Minnesota hospitality industry revenue plummeted $15 billion
Minneapolis, MN (KROC-AM News) – A new report released by an organization representing Minnesota’s hospitality industry highlights the immense negative economic impact of the COVID-19 pandemic.
The Minnesota Hospitality Association estimates that foodservice and other hospitality businesses in the state have seen revenue decline by more than $15 billion over the past two years, which equates to nearly 250 days of revenue. The report also notes that these companies’ bills for “rent, mortgage, insurance, utilities, taxes and other costs have continued unabated, leaving many in debt.” At the same time, the hospitality industry’s workforce has shrunk by about 32,000 employees since the start of the pandemic.
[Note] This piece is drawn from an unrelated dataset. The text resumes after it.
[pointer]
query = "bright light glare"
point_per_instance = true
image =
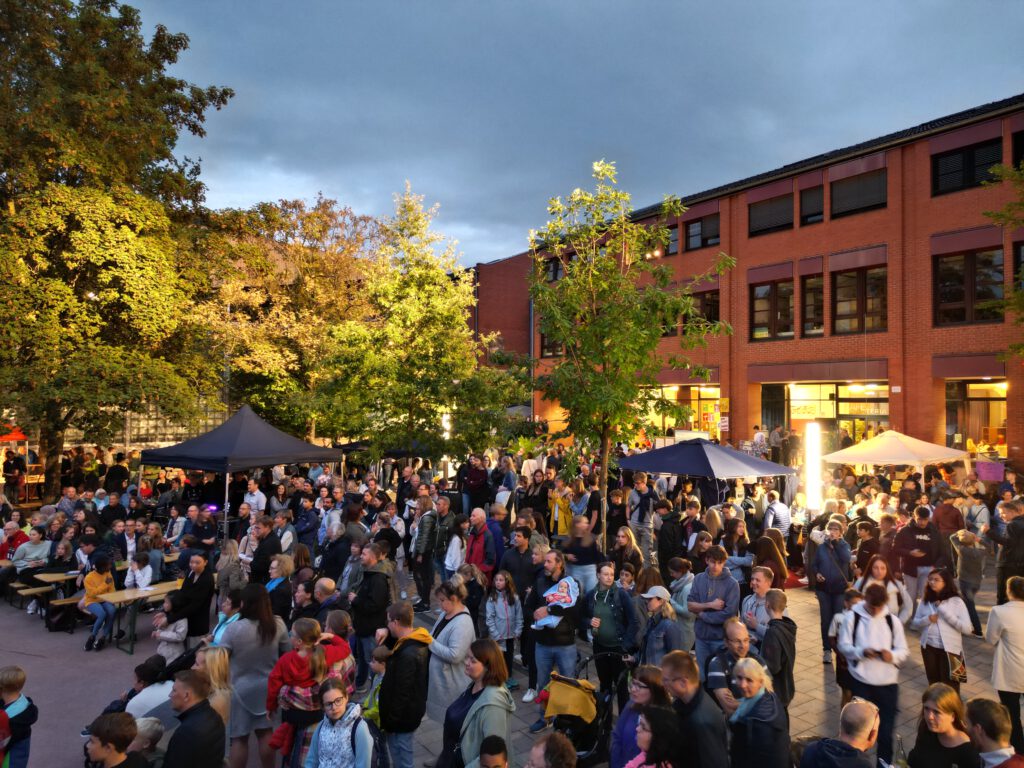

According to the association, more than half of restaurants and hotels in Minnesota do not expect their revenues to return to normal levels until next year or later. A survey conducted in late February by Hospitality Minnesota, the Federal Reserve Bank of Minneapolis and Explore Minnesota found that “economic headwinds continue to be tied to lower-than-normal incomes, high inflation, supply-side shift issues and to a historical labor shortage”.
The association’s report included what it called a “bright spot.” He revealed that the resort and campground sector performed better than other hotel businesses. 96% of Minnesota resorts and campgrounds described their financial health as growing or stable, and nearly half expected above-normal revenue in the coming months.